Many rights groups recognise education and economic empowerment for women and girls as a successful HIV/AIDS intervention, and argue that PEPFAR II must incorporate these initiatives in order to confront the epidemic’s disproportionate impact on women in sub-Saharan Africa.

Among youth in the region, 75 percent of those living with HIV/AIDS are young girls, Muchina said. Worldwide, women account for approximately 50 percent of HIV infections, but represent 61 percent of HIV infections in sub-Saharan Africa.

Current prevention approaches rely on the “A-B-C model,” which refers to abstinence, being faithful, and using condoms, yet persistent gender inequality in many sub-Saharan African countries make it difficult for women to demand their partners use condoms.

“These three are all important, but we need to look beyond [ABC],” Muchina said. “We need to look to prevention options that are in women’s hands.”

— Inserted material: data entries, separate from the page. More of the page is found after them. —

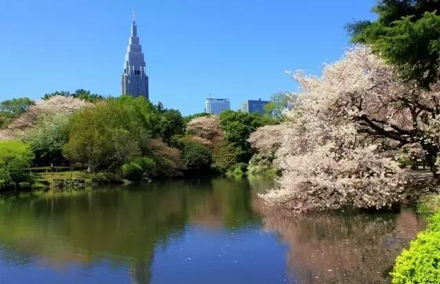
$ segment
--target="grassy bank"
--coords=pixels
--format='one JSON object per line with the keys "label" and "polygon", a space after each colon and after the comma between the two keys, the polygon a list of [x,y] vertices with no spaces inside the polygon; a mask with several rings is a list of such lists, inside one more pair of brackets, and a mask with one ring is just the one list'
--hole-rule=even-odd
{"label": "grassy bank", "polygon": [[129,184],[126,179],[112,173],[90,173],[84,171],[33,173],[33,189],[50,188],[85,188],[99,184]]}

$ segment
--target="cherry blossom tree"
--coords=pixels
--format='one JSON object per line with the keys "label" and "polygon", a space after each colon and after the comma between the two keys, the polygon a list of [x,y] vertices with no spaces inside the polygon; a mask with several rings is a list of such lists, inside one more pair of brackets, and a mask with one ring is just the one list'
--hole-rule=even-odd
{"label": "cherry blossom tree", "polygon": [[326,65],[321,77],[292,76],[300,102],[282,124],[283,173],[279,188],[262,195],[267,201],[296,211],[390,206],[402,200],[402,184],[390,150],[415,143],[437,175],[439,86],[399,80],[364,47]]}
{"label": "cherry blossom tree", "polygon": [[200,116],[190,121],[186,132],[192,135],[194,142],[204,146],[211,146],[221,141],[223,131],[219,118],[216,116]]}
{"label": "cherry blossom tree", "polygon": [[6,129],[0,130],[0,140],[21,138],[23,131],[36,125],[41,118],[52,116],[70,116],[90,102],[73,97],[55,96],[47,100],[38,100],[30,105],[27,111],[12,121]]}

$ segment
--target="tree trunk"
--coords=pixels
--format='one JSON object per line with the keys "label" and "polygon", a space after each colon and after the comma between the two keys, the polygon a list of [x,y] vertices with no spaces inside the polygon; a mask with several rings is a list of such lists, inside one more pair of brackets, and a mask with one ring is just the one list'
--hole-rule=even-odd
{"label": "tree trunk", "polygon": [[421,145],[424,151],[425,151],[425,155],[426,157],[426,162],[428,162],[428,165],[431,168],[431,172],[432,172],[432,175],[436,179],[440,178],[440,175],[439,175],[439,167],[436,164],[437,155],[439,154],[439,148],[436,146],[433,145]]}

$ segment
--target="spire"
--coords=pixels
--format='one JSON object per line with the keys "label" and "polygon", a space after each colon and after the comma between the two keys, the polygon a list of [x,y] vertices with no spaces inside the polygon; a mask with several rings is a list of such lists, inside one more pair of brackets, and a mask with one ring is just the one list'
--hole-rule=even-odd
{"label": "spire", "polygon": [[133,24],[136,24],[136,11],[134,9],[133,9]]}
{"label": "spire", "polygon": [[131,25],[131,36],[138,36],[138,28],[136,27],[136,12],[133,9],[133,25]]}

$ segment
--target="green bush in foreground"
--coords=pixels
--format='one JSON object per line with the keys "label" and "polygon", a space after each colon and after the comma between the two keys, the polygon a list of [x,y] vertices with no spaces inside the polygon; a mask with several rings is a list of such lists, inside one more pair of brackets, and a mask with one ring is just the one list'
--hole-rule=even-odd
{"label": "green bush in foreground", "polygon": [[393,284],[440,283],[440,212],[396,259]]}
{"label": "green bush in foreground", "polygon": [[0,188],[28,182],[28,168],[34,158],[28,144],[17,140],[0,141]]}
{"label": "green bush in foreground", "polygon": [[140,182],[144,176],[144,169],[136,163],[131,162],[122,166],[122,177],[130,182]]}

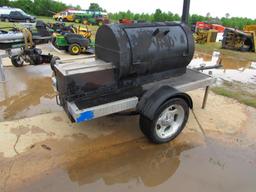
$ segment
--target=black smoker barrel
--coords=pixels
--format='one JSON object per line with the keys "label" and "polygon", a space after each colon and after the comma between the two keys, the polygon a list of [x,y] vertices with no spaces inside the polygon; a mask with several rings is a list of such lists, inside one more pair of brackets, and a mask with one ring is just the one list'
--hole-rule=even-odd
{"label": "black smoker barrel", "polygon": [[85,108],[140,97],[146,91],[143,85],[186,73],[195,48],[187,25],[189,2],[184,0],[179,23],[101,26],[96,34],[96,60],[56,66],[61,104],[72,101]]}
{"label": "black smoker barrel", "polygon": [[183,74],[193,54],[192,32],[183,23],[104,25],[96,34],[96,58],[115,65],[119,79],[171,70]]}

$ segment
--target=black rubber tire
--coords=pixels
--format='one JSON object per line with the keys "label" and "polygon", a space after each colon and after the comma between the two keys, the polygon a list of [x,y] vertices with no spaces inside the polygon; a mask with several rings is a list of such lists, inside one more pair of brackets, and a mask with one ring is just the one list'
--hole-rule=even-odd
{"label": "black rubber tire", "polygon": [[51,66],[51,69],[54,71],[54,65],[56,64],[56,61],[57,60],[60,60],[60,58],[59,57],[57,57],[57,56],[53,56],[53,58],[52,58],[52,60],[51,60],[51,62],[50,62],[50,66]]}
{"label": "black rubber tire", "polygon": [[[185,114],[184,114],[184,119],[182,124],[180,125],[180,127],[178,128],[178,131],[172,135],[171,137],[168,138],[160,138],[157,136],[156,131],[155,131],[155,124],[160,116],[160,114],[169,106],[176,104],[176,105],[180,105]],[[184,127],[187,124],[188,121],[188,117],[189,117],[189,106],[187,104],[187,102],[182,99],[182,98],[172,98],[170,100],[168,100],[167,102],[165,102],[164,104],[162,104],[158,110],[156,111],[155,115],[154,115],[154,119],[150,120],[147,117],[140,115],[140,129],[142,131],[142,133],[153,143],[156,144],[162,144],[162,143],[167,143],[170,142],[172,140],[174,140],[184,129]]]}
{"label": "black rubber tire", "polygon": [[[77,48],[78,51],[74,51],[74,48]],[[69,45],[68,47],[68,52],[71,54],[71,55],[80,55],[81,54],[81,51],[82,51],[82,48],[79,44],[77,43],[73,43],[71,45]]]}
{"label": "black rubber tire", "polygon": [[21,61],[19,56],[12,56],[11,62],[14,67],[22,67],[24,64],[24,61]]}

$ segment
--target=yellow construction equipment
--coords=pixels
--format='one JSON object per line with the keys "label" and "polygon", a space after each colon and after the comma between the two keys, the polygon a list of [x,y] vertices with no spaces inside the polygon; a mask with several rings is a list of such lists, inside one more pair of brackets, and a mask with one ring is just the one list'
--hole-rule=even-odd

Activists argue that PEPFAR II should shift its prevention efforts away from abstinence-only programmes to providing prophylactics that are within women’s control, such as antimicrobial foams.

The wide range of approaches proposed by advocates and experts point to the complexity of the HIV/AIDS epidemic in vulnerable regions – a complexity which many hope will be more effectively addressed with increased funding for comprehensive services in PEPFAR II.

“I think we were all pretty naïve. We thought that getting drugs [to vulnerable areas] would address the problem,” Daoust said. “Until we address the overriding issues and make a substantial investment in those issues, we are never going to reach the number of people that we said we would.”